An Arkansas man whose own attorney admits he kicked DeAndre Harris in the Market Street Garage August 12 filed two motions to exclude evidence of the brutal beating because he claimed the serious injuries to Harris happened before the kicks.

Jacob Goodwin, 23, of Ward, Arkansas, was arrested in November and charged with malicious wounding, a felony that carries up to 20 years in prison and a minimum five-year sentence.

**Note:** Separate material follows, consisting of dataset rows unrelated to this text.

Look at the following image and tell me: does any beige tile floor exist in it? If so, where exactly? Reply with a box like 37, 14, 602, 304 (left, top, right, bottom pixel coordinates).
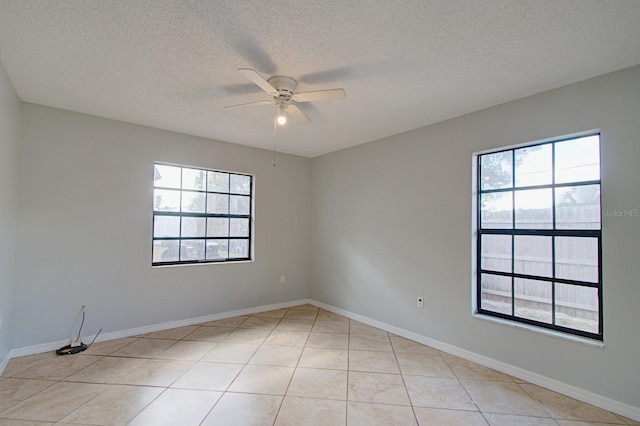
0, 305, 640, 426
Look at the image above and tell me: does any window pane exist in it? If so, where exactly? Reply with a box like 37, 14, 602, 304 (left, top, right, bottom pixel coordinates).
207, 194, 229, 214
514, 278, 552, 324
153, 189, 180, 212
480, 151, 513, 190
180, 240, 204, 260
481, 235, 511, 272
229, 195, 251, 215
480, 191, 513, 229
555, 135, 600, 183
207, 171, 229, 192
153, 240, 180, 262
182, 191, 205, 213
515, 144, 552, 186
513, 235, 553, 277
515, 188, 553, 229
182, 168, 206, 191
556, 283, 600, 334
153, 164, 180, 189
556, 237, 598, 283
481, 274, 511, 315
153, 216, 180, 238
556, 185, 600, 229
181, 217, 205, 238
207, 217, 229, 237
229, 240, 249, 258
230, 218, 249, 237
229, 174, 251, 194
207, 239, 228, 260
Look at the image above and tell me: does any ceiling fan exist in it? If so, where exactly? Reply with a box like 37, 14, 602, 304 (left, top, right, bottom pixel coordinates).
224, 68, 347, 125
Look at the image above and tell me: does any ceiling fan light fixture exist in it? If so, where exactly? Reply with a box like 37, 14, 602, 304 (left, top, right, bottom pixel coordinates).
276, 109, 287, 126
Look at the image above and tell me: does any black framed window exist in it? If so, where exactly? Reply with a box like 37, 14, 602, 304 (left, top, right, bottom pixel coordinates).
152, 163, 253, 266
476, 134, 603, 340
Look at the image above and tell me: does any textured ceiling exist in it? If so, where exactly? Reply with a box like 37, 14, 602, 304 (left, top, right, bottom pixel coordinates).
0, 0, 640, 157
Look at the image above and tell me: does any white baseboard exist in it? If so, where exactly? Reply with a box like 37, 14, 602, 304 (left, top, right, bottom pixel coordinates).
0, 352, 11, 376
0, 299, 640, 421
0, 299, 311, 362
309, 300, 640, 421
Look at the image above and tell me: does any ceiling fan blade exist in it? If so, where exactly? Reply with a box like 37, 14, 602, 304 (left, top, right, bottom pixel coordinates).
291, 89, 347, 102
286, 104, 311, 124
223, 101, 273, 109
238, 68, 278, 96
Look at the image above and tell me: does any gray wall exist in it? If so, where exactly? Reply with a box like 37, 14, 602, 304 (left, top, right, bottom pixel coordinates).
0, 64, 20, 362
311, 67, 640, 407
12, 104, 310, 348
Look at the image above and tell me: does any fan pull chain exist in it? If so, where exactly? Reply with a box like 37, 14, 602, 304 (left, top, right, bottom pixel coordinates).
273, 105, 278, 167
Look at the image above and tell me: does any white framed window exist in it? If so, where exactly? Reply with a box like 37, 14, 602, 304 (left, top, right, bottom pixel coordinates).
152, 163, 253, 266
475, 134, 603, 340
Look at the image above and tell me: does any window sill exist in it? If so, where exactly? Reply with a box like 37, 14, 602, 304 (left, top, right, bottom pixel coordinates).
151, 259, 255, 269
471, 313, 604, 348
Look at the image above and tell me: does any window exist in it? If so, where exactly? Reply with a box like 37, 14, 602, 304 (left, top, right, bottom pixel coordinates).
476, 134, 602, 340
152, 163, 253, 265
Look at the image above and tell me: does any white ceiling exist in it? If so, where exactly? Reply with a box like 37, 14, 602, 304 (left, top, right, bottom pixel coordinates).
0, 0, 640, 157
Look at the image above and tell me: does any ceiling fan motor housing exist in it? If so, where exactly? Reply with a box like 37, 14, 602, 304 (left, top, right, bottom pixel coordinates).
268, 75, 298, 101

His attorney from Blairs, Elmer Woodard, spent most of the March 7 hearing showing video to Judge Rick Moore to establish that assailants such as Tyler Davis, the 49-year-old Florida man arrested January 24, and others identified as “Salmon Shirt” and “White Helmet” were the ones who seriously injured Harris, and that Harris’ broken wrist and head gash that required staples happened before Goodwin came on the scene to deliver a few kicks to his stomach and legs.

Harris “attacked Mr. Goodwin and Mr. Goodwin defended himself,” said Woodard. He contended that a list of Harris’ injuries was “unbiased testimony from medical specialists,” and did not include any bruises on his stomach. “That’s not malicious wounding,” he said. “This shouldn’t come into evidence against him because it happened before he came in.”

Moore denied Woodard’s motion to exclude that evidence and said it would be up to a jury to determine whether Goodwin caused Harris’ injuries. “This is a melee. He’s clearly kicked by your client multiple times,”  said Moore. “I can’t find this evidence irrelevant.”

Prosecutor Nina Antony said the commonwealth is proceeding on a theory that the assault was “concert of action by a mob” that Goodwin was part of, even if Harris’ injuries were caused by others.

“You can’t say it’s concert of action” when it’s people defending themselves,” argued Woodard.

Moore denied Woodard’s motions “based on the videos I’ve seen,” he said. Goodwin is scheduled for a jury trial April 30.

Woodard is also defending other white supremacists arrested in August 12 weekend events, including Baltimore Confederate White Knights of the KKK imperial wizard Richard Preston, charged with firing a gun after an unlawful assembly was declared in Emancipation Park, and “Crying Nazi” Chris Cantwell.

Woodard also represents Unite the Right organizer Jason Kessler in his March 6 civil suit against the city for denying his August 12 anniversary permit.